More satisfying than a sandwich, hearty chili fills the belly and keeps hunger away for hours. Cook a batch without meat and store single servings in the freezer.

1/3 cup olive oil

2 bay leaves
2 teaspoons cumin seeds
2 carrots, chopped
1 jalapeño chopped
1 red onion, chopped

15 ounces extra firm organic tofu, rinsed, drained, and crumbled (optional)

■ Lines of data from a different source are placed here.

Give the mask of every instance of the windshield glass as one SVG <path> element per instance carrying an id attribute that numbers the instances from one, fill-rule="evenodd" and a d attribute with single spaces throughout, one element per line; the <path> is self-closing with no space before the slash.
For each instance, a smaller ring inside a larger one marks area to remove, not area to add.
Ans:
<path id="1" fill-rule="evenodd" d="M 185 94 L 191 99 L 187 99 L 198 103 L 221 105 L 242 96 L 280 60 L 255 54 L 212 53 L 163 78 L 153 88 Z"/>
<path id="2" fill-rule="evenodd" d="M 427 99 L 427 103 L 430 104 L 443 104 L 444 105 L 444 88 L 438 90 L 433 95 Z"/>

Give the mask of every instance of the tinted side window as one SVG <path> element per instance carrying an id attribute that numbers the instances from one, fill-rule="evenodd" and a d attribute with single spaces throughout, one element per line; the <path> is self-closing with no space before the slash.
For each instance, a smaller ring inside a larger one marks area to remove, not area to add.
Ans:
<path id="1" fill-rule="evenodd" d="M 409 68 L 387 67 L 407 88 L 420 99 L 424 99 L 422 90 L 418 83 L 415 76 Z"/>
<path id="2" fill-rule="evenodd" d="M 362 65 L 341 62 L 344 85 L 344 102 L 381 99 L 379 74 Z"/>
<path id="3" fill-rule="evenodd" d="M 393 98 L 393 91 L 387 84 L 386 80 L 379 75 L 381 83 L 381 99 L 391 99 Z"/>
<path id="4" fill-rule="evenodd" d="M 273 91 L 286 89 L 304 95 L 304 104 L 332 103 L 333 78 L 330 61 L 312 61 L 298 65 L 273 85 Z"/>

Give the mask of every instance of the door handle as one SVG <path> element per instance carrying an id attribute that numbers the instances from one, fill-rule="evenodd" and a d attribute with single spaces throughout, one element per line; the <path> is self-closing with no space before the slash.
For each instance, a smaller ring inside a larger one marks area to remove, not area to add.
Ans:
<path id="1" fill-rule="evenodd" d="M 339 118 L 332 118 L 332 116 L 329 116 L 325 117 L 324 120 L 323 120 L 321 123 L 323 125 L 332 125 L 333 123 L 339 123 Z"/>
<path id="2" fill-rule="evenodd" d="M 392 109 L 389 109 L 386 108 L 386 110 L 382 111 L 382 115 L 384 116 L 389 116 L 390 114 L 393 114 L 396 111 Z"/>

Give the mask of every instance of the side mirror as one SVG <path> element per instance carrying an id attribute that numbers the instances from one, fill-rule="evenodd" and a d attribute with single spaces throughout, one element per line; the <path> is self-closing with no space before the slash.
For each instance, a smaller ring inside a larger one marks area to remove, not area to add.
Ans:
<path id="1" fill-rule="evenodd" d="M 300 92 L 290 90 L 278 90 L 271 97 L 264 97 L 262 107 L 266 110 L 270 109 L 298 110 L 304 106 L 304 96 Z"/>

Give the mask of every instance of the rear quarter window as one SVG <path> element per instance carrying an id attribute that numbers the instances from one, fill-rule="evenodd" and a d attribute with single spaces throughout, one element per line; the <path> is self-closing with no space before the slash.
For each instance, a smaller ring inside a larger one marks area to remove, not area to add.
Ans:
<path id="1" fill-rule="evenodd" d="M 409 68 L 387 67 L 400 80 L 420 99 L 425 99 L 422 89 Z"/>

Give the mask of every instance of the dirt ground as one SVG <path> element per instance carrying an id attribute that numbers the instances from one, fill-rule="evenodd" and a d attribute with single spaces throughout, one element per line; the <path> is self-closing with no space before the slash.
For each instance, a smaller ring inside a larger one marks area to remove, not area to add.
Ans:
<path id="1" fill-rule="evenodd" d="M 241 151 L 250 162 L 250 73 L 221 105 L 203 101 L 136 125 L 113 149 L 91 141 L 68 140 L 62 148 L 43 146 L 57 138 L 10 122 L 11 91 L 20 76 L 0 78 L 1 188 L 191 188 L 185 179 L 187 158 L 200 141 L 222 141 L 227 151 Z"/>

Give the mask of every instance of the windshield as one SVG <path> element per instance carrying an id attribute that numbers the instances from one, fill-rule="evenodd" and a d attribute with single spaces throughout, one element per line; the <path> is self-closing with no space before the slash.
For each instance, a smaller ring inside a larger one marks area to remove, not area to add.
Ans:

3 15-ounce cans of beans (black, kidney, pinto, white northern)
1 cup of frozen corn

1 teaspoon chile powder
1 teaspoon ground cumin
1 tablespoon oregano
1 teaspoon pepper
1 teaspoon salt (optional)
8 ounces salsa (Trader Joe’s Chipotle Salsa)
3 cups of vegetable soup stock or water
1/4 cup organic miso mild sodium

1/2 bunch of chopped coriander or parsley

Rinse the beans carefully to remove the liquid from the can, and continue to rinse until the bubbles from the can juice disappear. Drain the beans in a colander.

Heat a 4-quart sauce pan set to medium-high heat. Add the olive oil and one piece of chopped onion. When the onion piece sizzles, add the bay leaves, carrots, cumin seeds, jalapeño and chopped onion. Sauté until golden brown. Add the beans, corn, salsa, spices, crumbled tofu,
soup stock or water and miso. Stir until well combined.

Lower the heat and cover the pan. Cook for one hour on low heat with the lid on. Stir from time
to time. Remove the lid and cook for one hour with the lid off, stirring frequently. Add the chopped coriander or parsley.

Serve with cornbread and a green salad.

Tip
Let the chili cool. Place in pint or quart-sized containers and store in the refrigerator
for at least 12 hours before serving.